Die Mafia entstand in der Zeit der Feudalherrschaft in Sizilien und hatte die Aufgabe, den Besitz der nicht ortsansässigen Grundbesitzer zu schützen. Im 19. Jahrhundert war die Mafia ein Netz verbrecherischer Banden geworden, die in Sizilien das Land beherrschten. Quelle: Microsoft Encarta Enzyklopädie 2000

Also quasi eine Art Security- bzw Wach- und Schliessgesellschaft, die den Besitz und die Reichtümer der Oberschicht schützt, und im Laufe der Zeit immer krimineller wird. Wenn man dieses Prinzip in die Gegenwart verlängert, also sich überlegt, welche heutigen Berufsgruppen daran mitwirken könnten, die Reichtümer und den Besitz heutiger Plutokraten zu schützen und zu mehren, dann schliesst das modernerweise die Polizei, die Geheimdienste, die Justiz, die Politik, die Medien, und sogar die Medizin mit ein. Alle diese Berufsgruppen können daran mitwirken, Unterschichtler unten zu halten, sozialistische oder auch nur soziale Anwandlungen im Keim zu ersticken, Aufrührer und Aufwiegler kalt zu stellen, und Oberschichtler zu hätscheln, zu päppeln und sie und ihren Besitz zu schützen und zu vermehren.

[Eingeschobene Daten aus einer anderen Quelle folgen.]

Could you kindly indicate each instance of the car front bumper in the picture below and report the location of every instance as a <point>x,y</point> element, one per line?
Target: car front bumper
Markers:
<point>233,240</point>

Eine solche moderne Mafia hat natürlich ein Interesse daran, dass die Bevölkerung bei Mafia nur an Italien und Italiener denkt, und sie möchte sicher auch die eigenen Machtmöglichkeiten erweitern und legalisieren, wie beispielsweise die Überwachungsmöglichkeiten und Einziehung von Privat-Vermögen nur bei Verdacht. Wie praktisch: Die Mafia in den Behörden bedient sich der Gesetze, um unter den Augen der Öffentlichkeit die Vermögen anderer sich selbst einzuverleiben: Der grosse Wolf beisst den kleinen Wolf (damit der sich unterordnet und gemeinsame Sache macht) - und die Schafe blöken Beifall.